4)      How might different people understand this message differently from me?

Well it might be easy to say that other people would understand this message differently from me as they lack my paranoid and cynical nature, but I digress. Kellner states that a person’s interpretation of media; can be influenced by their own background. For example a ‘regular person’ may be able to merely go through the three stories with their family and not see them as the celebrity and pop culture worship as commented on by Camille Paglia. More over the interpretation over reasons for which TV family a person would rather live with would differ entirely from one person to the next. Furthermore the idea of the favourite childhood memory would be entirely different as each person brings a separate value basis for which memory rates as the best. Earlier also it was mentioned that the designers used palm card like signs and signifiers. This is only effective if a person is of a cultural discourse that recognises these as a sign for palm cards.

 

5)      What is omitted from this message?
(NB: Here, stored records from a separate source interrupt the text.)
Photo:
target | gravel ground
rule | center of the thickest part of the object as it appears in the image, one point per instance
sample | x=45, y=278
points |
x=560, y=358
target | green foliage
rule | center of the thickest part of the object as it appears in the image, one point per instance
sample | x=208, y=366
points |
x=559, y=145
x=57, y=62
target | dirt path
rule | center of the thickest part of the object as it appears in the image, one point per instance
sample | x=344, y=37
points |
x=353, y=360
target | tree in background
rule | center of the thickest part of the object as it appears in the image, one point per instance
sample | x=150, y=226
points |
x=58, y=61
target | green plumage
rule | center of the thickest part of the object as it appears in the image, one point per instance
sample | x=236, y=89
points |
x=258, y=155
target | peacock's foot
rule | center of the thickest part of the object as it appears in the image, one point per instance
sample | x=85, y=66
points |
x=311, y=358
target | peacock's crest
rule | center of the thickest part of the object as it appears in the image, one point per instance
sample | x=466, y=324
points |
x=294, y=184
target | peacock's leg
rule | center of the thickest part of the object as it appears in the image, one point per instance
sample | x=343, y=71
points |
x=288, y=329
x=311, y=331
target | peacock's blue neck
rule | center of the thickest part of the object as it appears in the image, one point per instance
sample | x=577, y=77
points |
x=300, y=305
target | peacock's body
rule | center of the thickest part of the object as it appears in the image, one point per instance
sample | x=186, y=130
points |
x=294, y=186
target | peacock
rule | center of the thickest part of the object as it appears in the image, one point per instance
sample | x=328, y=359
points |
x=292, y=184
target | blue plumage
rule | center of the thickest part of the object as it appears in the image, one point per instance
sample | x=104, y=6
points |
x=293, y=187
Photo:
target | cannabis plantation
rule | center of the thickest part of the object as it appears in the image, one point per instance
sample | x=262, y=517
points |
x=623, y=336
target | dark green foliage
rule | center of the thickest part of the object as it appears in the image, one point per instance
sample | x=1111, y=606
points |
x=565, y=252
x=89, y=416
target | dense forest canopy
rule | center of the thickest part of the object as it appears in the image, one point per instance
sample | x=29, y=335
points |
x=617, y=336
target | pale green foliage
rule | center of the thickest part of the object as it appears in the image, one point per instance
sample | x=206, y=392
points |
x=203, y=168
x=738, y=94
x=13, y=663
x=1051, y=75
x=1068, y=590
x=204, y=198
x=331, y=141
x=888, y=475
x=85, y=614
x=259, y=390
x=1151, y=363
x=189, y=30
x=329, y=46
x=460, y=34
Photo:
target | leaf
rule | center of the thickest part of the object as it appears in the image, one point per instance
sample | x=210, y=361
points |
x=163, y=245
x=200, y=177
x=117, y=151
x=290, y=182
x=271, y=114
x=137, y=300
Perhaps the only thing that can be said of these three stories in terms of what is omitted is the ‘why’. Why are these deemed to have been the best three conversation starters to have been placed on the packaging for the family meal. Kellner et al gives a rather cynical explanation. That it is the job of media to sell something to the consumer (Kellner, 2005). This is not too far as stretch as we have to remember that this is a piece of McDonalds packaging that has been specifically designed to appeal to select target audience of the ‘regular family’. A regular family with the imposed views, values and culture that supports the ‘way it is’ for society. Indeed it does the job of tying together all the stereotypical images of the modern western family that comes from the Americanised culture. Perhaps what is omitted from this is the view point that is not from the imposed ‘way it is’ image that the message intends to reinforce. The Jean Paul Satre reading, politically passionate family whose dinner conversation would rival that of even the most enlightened of Plato’s republic.

 

Through the course of this seemingly long winded ramble I have attempted to point out that even the most innocuous of media, the humble McDonalds package. Can contain highly interesting and problematic content for the media literate citizen to enjoy. That indeed every piece of media that we take in should be questioned so that we do not become the ‘coach potato’ that Thoman talks about in her writing. Because after all as Socrates said the unexamined life is not worth living, and as life today is told to us by the media we must examine everything they say.